Upon hearing the word of the Spirit through their prayerful obedience, both Francis and Luther respond to the Spirit’s leading with sacrifice and courage. This, it seems, has been the very definition of faith from the very beginning. In the Book of Genesis, we are told of the call of Abram, who hears the voice of the Spirit calling him to leave his land and family and trust God’s leading to a new, unknown land. The writer of Genesis says, immediately following the text of the Spirit’s call, thus Abram departed, just as the Spirit commanded. It is in this moment that becomes the sign of true faith, lauded throughout the rest of the Hebrew Bible and in the New Testament.

Both Francis and Luther follow in this same path, hearing the Spirit and responding without hesitation to do that in which they are called to do. Francis strips off his expensive clothes and renounces his father and family wealth in the town square, and immediately sets out to preach the Gospel to the lepers in the wilderness. Luther is awakened to the profound simplicity of the path of faith through the grace of God, apart from works, and responds by speaking out boldly against the very institution to which he belonged. Both actions required tremendous courage and a willingness to sacrifice comfort, privilege, and power for the good of the world.

This courageous, sacrificial faith is at the heart of any true awakening. To quell any sense of doubt about the experience itself, and instead, to seek to justify the experience with action. Courage and sacrifice requires that we live with open hands, ready to work hard to manifest the more beautiful world that God desires, while also recognizing that we are but channels of the Divine and that all that we might accomplish isn’t ours, but belongs only to God, and therefore, we are willing to give our all and sacrifice everything in courageous confidence that God will have the last word in the end.

Often, the sacrifice that comes as a result of our courageous obedience is painful to our ego.

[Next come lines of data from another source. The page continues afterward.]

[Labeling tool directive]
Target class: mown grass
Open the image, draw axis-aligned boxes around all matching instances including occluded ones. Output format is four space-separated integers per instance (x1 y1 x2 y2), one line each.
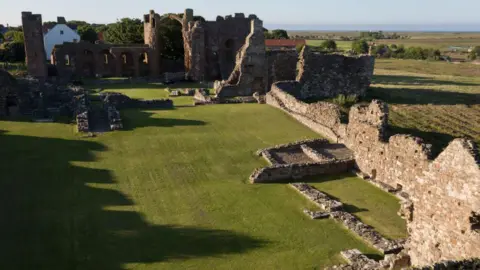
369 60 480 155
0 97 405 270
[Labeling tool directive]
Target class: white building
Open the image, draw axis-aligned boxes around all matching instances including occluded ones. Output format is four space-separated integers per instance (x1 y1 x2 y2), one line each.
43 24 80 61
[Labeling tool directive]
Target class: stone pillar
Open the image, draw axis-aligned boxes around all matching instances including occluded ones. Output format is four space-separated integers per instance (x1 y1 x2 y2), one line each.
182 9 193 74
22 12 48 78
187 21 206 81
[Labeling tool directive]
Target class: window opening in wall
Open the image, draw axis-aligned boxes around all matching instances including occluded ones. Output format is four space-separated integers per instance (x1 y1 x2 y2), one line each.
65 54 70 66
470 212 480 233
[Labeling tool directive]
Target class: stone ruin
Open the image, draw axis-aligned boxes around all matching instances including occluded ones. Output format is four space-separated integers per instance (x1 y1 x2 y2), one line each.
250 60 480 269
215 19 267 98
12 9 480 269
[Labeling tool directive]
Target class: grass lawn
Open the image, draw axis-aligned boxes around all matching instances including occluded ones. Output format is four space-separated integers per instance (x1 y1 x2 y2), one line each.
369 60 480 154
0 94 405 270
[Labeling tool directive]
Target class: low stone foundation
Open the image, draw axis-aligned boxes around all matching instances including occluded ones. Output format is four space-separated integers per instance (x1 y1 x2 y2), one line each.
290 183 343 212
250 160 355 184
106 106 123 131
100 92 173 110
250 139 355 183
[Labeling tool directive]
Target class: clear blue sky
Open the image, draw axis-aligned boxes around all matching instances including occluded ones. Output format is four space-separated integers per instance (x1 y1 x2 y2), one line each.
0 0 480 28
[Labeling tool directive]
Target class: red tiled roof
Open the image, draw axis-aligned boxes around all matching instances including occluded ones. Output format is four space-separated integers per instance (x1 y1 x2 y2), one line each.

At the end of his life, stricken with illness, Francis was pushed to the edge of the religious order that he founded and was forced to resign as it’s leader. Luther’s own spiritual movement was morphed into a violent protest against the Church, which ultimately resulted in Luther being excommunicated from the Church and forced into hiding for many years to avoid being imprisoned. Both men suffered greatly for their obedience to the Spirit’s nudge in their lives, but their sacrifice only served to galvanize the reforming work that God was doing in and through their lives.

As we seek to allow the Spirit of God to reform our lives from the inside out, we must be obedient, courageous, and sacrificial. We must respond to the prompting of the Spirit without fear and with complete faith that God is with us and in us and will bring us to the day of redemption, as the Apostle Paul proclaims. Sometimes the path of sacrifice will lead us into the valleys of suffering and loss, but even there, we can be assured that God’s rod and staff will guide and comfort us.

Nearly every spiritual tradition teaches that sacrifice and suffering precede full awakening- this does not mean that we must search for suffering, but rather, that when we live courageously and obediently, suffering will emerge as a season that we must endure in order to be refined and to put to death the ego at work in our obedience to God.

If we are to be agents of reformation, we must be willing to respond to the Spirit with courage, sacrifice, and faithful obedience, not counting the costs but keeping our eyes on the prize: redemption.